Alek Manafe (51), penjual saboak keliling, warga Kelurahan Lasiana, Kota Kupang, ditemui di Jalan El Tari, Kupang, Rabu (19/7), mengatakan, dirinya memikul isi buah lontar itu di bahu sejak pukul 07.00 Wita. Isi buah lontar itu seberat 6 kilogram.
”Tiap hari saya jual saboak keliling Kota Kupang dengan berjalan kaki. Saya melewati gedung-gedung pemerintah, pusat pertokoan, kompleks perbankan, dan sekolah-sekolah sambil memikul saboak ini. Tidak ada yang melirik kecuali beberapa anak sekolah. Harga satu ikat, sekitar 0,5 kg, Rp 5.000,” tutur Manafe.
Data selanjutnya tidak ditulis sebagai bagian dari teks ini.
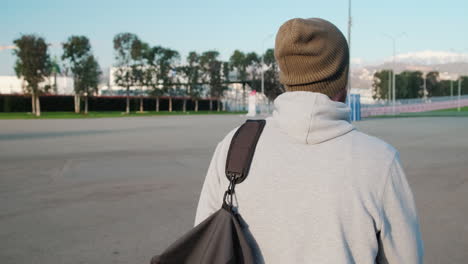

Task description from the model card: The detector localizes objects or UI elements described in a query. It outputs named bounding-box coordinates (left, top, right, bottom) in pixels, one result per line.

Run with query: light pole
left=457, top=76, right=461, bottom=112
left=346, top=0, right=352, bottom=106
left=385, top=32, right=406, bottom=115
left=261, top=34, right=273, bottom=95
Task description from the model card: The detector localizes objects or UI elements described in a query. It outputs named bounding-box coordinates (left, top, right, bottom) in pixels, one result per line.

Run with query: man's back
left=196, top=91, right=423, bottom=263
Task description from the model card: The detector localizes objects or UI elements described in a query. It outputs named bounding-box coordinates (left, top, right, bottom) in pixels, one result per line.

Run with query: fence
left=0, top=94, right=223, bottom=112
left=223, top=93, right=468, bottom=118
left=361, top=95, right=468, bottom=117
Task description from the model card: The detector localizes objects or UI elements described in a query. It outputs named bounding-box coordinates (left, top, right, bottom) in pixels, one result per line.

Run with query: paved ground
left=0, top=116, right=468, bottom=264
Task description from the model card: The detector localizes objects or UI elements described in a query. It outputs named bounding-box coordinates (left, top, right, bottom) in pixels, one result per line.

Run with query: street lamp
left=261, top=34, right=273, bottom=95
left=384, top=32, right=406, bottom=115
left=346, top=0, right=352, bottom=106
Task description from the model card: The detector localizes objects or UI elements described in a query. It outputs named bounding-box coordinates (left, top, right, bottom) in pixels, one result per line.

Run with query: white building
left=0, top=76, right=74, bottom=95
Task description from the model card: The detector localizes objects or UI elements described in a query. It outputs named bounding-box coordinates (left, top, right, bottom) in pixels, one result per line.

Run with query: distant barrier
left=361, top=95, right=468, bottom=117
left=0, top=94, right=223, bottom=112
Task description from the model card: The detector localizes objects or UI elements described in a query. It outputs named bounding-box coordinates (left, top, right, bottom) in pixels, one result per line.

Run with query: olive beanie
left=275, top=18, right=349, bottom=98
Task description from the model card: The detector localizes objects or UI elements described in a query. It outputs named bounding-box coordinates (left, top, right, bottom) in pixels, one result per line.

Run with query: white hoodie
left=195, top=91, right=423, bottom=264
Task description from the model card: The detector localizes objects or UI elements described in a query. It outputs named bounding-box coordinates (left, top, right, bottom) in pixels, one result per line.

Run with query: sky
left=0, top=0, right=468, bottom=75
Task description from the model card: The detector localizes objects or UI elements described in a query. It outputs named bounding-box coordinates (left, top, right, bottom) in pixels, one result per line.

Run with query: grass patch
left=431, top=106, right=468, bottom=112
left=0, top=111, right=247, bottom=119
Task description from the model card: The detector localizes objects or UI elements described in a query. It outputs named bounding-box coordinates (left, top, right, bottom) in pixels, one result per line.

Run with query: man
left=195, top=18, right=423, bottom=264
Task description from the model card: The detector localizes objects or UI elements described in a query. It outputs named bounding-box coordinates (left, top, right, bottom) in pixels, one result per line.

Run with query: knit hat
left=275, top=18, right=349, bottom=98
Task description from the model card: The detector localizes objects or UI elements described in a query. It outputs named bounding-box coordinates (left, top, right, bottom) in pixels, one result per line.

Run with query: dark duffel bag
left=151, top=119, right=265, bottom=264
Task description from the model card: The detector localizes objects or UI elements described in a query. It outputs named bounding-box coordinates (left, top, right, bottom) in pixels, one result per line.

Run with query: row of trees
left=113, top=32, right=282, bottom=112
left=13, top=35, right=101, bottom=116
left=14, top=32, right=284, bottom=116
left=372, top=70, right=468, bottom=100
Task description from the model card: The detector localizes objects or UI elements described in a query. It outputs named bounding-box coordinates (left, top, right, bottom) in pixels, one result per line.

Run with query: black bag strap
left=226, top=119, right=266, bottom=184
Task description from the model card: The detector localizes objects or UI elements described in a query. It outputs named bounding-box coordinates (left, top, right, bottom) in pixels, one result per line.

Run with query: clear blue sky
left=0, top=0, right=468, bottom=75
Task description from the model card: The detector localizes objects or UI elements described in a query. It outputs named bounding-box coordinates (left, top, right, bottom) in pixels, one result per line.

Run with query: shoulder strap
left=226, top=119, right=265, bottom=184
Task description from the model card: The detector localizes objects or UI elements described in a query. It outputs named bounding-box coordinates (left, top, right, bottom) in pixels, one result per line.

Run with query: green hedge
left=0, top=95, right=222, bottom=112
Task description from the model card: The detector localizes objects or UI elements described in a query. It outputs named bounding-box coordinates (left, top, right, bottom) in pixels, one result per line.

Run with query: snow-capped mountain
left=350, top=50, right=468, bottom=88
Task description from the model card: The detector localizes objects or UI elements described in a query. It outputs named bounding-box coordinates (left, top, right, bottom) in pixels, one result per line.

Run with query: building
left=0, top=75, right=74, bottom=95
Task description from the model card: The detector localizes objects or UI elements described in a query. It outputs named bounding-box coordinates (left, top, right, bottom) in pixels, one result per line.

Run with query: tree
left=263, top=49, right=285, bottom=103
left=80, top=55, right=102, bottom=115
left=244, top=52, right=261, bottom=91
left=229, top=50, right=248, bottom=81
left=372, top=70, right=393, bottom=100
left=146, top=46, right=180, bottom=112
left=13, top=35, right=52, bottom=116
left=178, top=51, right=203, bottom=112
left=113, top=32, right=144, bottom=114
left=62, top=36, right=91, bottom=113
left=395, top=71, right=424, bottom=99
left=200, top=50, right=226, bottom=111
left=426, top=71, right=440, bottom=97
left=50, top=56, right=61, bottom=94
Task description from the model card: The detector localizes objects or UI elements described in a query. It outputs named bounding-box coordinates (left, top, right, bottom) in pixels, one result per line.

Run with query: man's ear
left=331, top=88, right=347, bottom=103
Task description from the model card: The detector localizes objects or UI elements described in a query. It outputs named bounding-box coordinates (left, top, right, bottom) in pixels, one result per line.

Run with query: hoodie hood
left=272, top=91, right=354, bottom=144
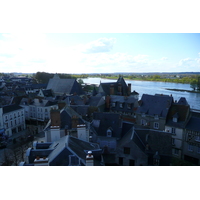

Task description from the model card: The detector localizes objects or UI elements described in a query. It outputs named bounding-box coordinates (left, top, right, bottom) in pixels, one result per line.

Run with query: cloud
left=178, top=58, right=193, bottom=66
left=160, top=57, right=168, bottom=60
left=82, top=38, right=116, bottom=53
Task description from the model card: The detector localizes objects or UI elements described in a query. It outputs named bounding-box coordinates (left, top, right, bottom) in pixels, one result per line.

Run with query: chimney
left=118, top=83, right=122, bottom=95
left=71, top=115, right=78, bottom=128
left=58, top=101, right=66, bottom=110
left=110, top=84, right=114, bottom=95
left=34, top=156, right=49, bottom=166
left=86, top=151, right=94, bottom=166
left=50, top=108, right=60, bottom=128
left=106, top=95, right=110, bottom=108
left=128, top=83, right=131, bottom=96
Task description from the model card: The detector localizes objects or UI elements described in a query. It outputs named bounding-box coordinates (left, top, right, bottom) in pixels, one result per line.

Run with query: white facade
left=0, top=105, right=26, bottom=137
left=20, top=99, right=58, bottom=121
left=165, top=126, right=184, bottom=159
left=77, top=124, right=89, bottom=142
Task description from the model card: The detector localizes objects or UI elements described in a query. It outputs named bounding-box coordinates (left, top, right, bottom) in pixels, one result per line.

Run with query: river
left=82, top=78, right=200, bottom=110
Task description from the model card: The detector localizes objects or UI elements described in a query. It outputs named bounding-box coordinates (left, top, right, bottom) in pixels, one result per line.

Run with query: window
left=141, top=119, right=146, bottom=126
left=188, top=144, right=193, bottom=151
left=124, top=147, right=130, bottom=154
left=173, top=117, right=178, bottom=122
left=172, top=138, right=175, bottom=145
left=127, top=103, right=131, bottom=109
left=174, top=149, right=179, bottom=155
left=195, top=135, right=200, bottom=142
left=107, top=129, right=112, bottom=137
left=129, top=160, right=135, bottom=166
left=172, top=128, right=176, bottom=134
left=154, top=122, right=159, bottom=129
left=154, top=115, right=159, bottom=120
left=119, top=157, right=123, bottom=165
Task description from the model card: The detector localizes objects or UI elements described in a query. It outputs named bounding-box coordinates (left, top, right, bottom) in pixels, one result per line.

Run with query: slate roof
left=60, top=108, right=84, bottom=129
left=45, top=106, right=84, bottom=130
left=64, top=95, right=85, bottom=105
left=20, top=98, right=58, bottom=107
left=27, top=135, right=102, bottom=165
left=47, top=74, right=83, bottom=95
left=178, top=97, right=189, bottom=106
left=135, top=129, right=172, bottom=156
left=185, top=116, right=200, bottom=131
left=3, top=104, right=23, bottom=114
left=87, top=96, right=105, bottom=107
left=42, top=89, right=53, bottom=97
left=100, top=77, right=128, bottom=96
left=91, top=113, right=122, bottom=138
left=118, top=128, right=146, bottom=152
left=70, top=105, right=89, bottom=116
left=136, top=94, right=173, bottom=118
left=166, top=103, right=190, bottom=128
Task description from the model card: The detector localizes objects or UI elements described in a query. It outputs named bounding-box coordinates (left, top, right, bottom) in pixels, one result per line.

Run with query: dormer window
left=154, top=115, right=158, bottom=119
left=107, top=128, right=112, bottom=137
left=112, top=102, right=115, bottom=107
left=173, top=113, right=178, bottom=122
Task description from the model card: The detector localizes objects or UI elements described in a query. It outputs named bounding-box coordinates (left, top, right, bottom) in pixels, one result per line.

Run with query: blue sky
left=0, top=33, right=200, bottom=73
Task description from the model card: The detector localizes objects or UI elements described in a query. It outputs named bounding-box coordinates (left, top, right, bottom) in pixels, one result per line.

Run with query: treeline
left=93, top=74, right=200, bottom=91
left=33, top=72, right=88, bottom=83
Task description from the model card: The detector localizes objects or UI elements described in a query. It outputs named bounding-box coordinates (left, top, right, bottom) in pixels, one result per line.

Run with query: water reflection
left=83, top=78, right=200, bottom=110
Dalam satu hari, ia hanya mendapatkan uang rata-rata Rp 20.000 dari menjual saboak. Jika tidak laku, buah-buah tersebut ia bawa pulang dan titipkan di kulkas tetangga agar tetap segar. Jika hingga tiga hari tidak laku dijual, buah itu diberi untuk dijadikan makanan ternak.
Ia menyebutkan, saboak sangat disukai ternak karena manis dan isinya padat. Di Jawa, buah ini dijadikan kolang-kaling. Namun, di NTT buah ini jarang diminati masyarakat.
Penghasil saboak di NTT terdapat di Rote Ndao, Kota Kupang, dan Kabupaten Kupang, Sabu Raijua, Alor, Manggarai Barat, Flores Timur, Lembata, dan Sikka. Hanya masyarakat Rote, Sabu, dan Kota Kupang yang memanfaatkan lontar untuk berbagai keperluan, seperti gula air (gula merah), batangnya untuk bahan material rumah/kandang ternak, dan daun untuk atap rumah.